Seventy-five years ago Thursday, in a pivotal case brought by a Mexican American and Puerto Rican family, a federal appeals court in California ruled against school segregation based on ancestry.

The big picture: The 1947 Mendez vs. Westminster ruling set up the U.S. Supreme Court's landmark Brown vs. Board of Education desegregation decision, but its legacy is often overshadowed.


  • Since then, the number of Latino students has spiked from less than a percentage point nationally in 1970 to 27% of the overall student population in 2018.

Yes, but: Schools were found in 2018 to be effectively just as segregated as they were 50 years before, even as the nation grew more diverse, according to a report from The Civil Rights Project at UCLA.

  • A Pew Research Center study found that in the 2018-2019 school year, 56% of Hispanic students and 43% of Black students attended public schools where half or more of the students were of the same race or ethnicity. For white students, that figure was 79%.
  • Latino children raised in integrated neighborhoods earn $844 more per year as adults than those raised in highly segregated communities, according to a study by the University of California Berkeley’s Othering and Belonging Institute analyzing data from 1990 to 2019.

Flashback: Mexican-born Gonzalo Mendez and his Puerto Rican-born wife, Felicitas, lived in Westminster, California, at a time when segregation was legal.

  • When Felicitas' sister tried to enroll her kids and the Mendez children in school, only hers were allowed — the Mendez kids were considered too dark-skinned.
  • The Mendez kids were sent to a "Mexican school" where girls were taught “morals, manners, and cleanliness.”

The family sued, and Asian American, Jewish American and Black American civil rights groups donated to the cause.

  • The case brought together Black and Latino intellectuals and lawyers. Education scholar George I. Sanchez and future Supreme Court Justice Thurgood Marshall, then with the NAACP, soon started corresponding about future school desegregation strategies.
  • Civil rights advocates were stunned when a federal judge ruled against the school district's segregation policies.
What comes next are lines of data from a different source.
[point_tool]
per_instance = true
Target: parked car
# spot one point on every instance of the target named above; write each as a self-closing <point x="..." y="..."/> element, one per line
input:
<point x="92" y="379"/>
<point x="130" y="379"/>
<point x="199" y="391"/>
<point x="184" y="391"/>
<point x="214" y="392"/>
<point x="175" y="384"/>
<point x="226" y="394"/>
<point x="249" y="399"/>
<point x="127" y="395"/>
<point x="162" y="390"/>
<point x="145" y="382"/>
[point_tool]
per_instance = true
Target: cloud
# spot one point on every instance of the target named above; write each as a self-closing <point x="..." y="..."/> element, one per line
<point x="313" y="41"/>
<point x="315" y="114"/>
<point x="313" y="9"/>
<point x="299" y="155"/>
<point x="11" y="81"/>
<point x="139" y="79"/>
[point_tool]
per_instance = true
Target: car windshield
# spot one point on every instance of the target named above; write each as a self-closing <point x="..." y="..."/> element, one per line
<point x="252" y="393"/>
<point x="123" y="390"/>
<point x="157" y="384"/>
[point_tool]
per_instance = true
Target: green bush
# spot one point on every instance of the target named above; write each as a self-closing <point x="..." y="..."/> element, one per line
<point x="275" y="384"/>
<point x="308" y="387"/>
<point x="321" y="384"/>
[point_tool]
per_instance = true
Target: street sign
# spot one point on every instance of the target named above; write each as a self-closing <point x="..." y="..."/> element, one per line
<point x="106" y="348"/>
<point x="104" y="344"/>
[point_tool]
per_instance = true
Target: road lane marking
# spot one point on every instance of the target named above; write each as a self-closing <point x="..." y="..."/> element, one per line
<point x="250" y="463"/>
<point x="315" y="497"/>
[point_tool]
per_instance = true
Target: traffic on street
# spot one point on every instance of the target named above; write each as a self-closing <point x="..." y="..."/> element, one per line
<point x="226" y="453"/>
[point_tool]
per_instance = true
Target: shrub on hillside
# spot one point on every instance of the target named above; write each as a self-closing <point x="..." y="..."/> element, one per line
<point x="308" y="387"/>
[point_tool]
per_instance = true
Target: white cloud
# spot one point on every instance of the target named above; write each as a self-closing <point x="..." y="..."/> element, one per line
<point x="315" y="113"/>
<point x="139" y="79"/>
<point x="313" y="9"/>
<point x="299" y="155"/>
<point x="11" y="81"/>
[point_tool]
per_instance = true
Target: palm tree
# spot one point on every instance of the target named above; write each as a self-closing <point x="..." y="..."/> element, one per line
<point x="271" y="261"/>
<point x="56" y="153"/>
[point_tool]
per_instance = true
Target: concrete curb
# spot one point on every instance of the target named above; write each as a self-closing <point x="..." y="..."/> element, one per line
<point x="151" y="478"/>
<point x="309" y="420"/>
The result: On April 14, 1947, the U.S. Ninth Circuit Court of Appeals upheld the lower court's decision. Two months later, California Gov. Earl Warren outlawed school segregation in the state.

President Obama awards the 2010 Medal of Freedom to civil rights activist Sylvia Mendez during a ceremony at the White House in Washington, DC. Photo: Jim Watson/AFP via Getty Images

What they're saying: Sylvia Mendez said in a 2010 StoryCorps interview that she had no idea what her parents had done until years later.

  • "I remember being in court every day. They would dress us up really nice," she said in the interview. "And we'd be there sitting very quietly, not really understanding what was going on."
  • The Mendez parents, the children said, didn't talk about the case much because they didn't want to come off as bragging.
  • Sylvia Mendez now promotes projects aimed at remembering her family's efforts to dismantle discrimination.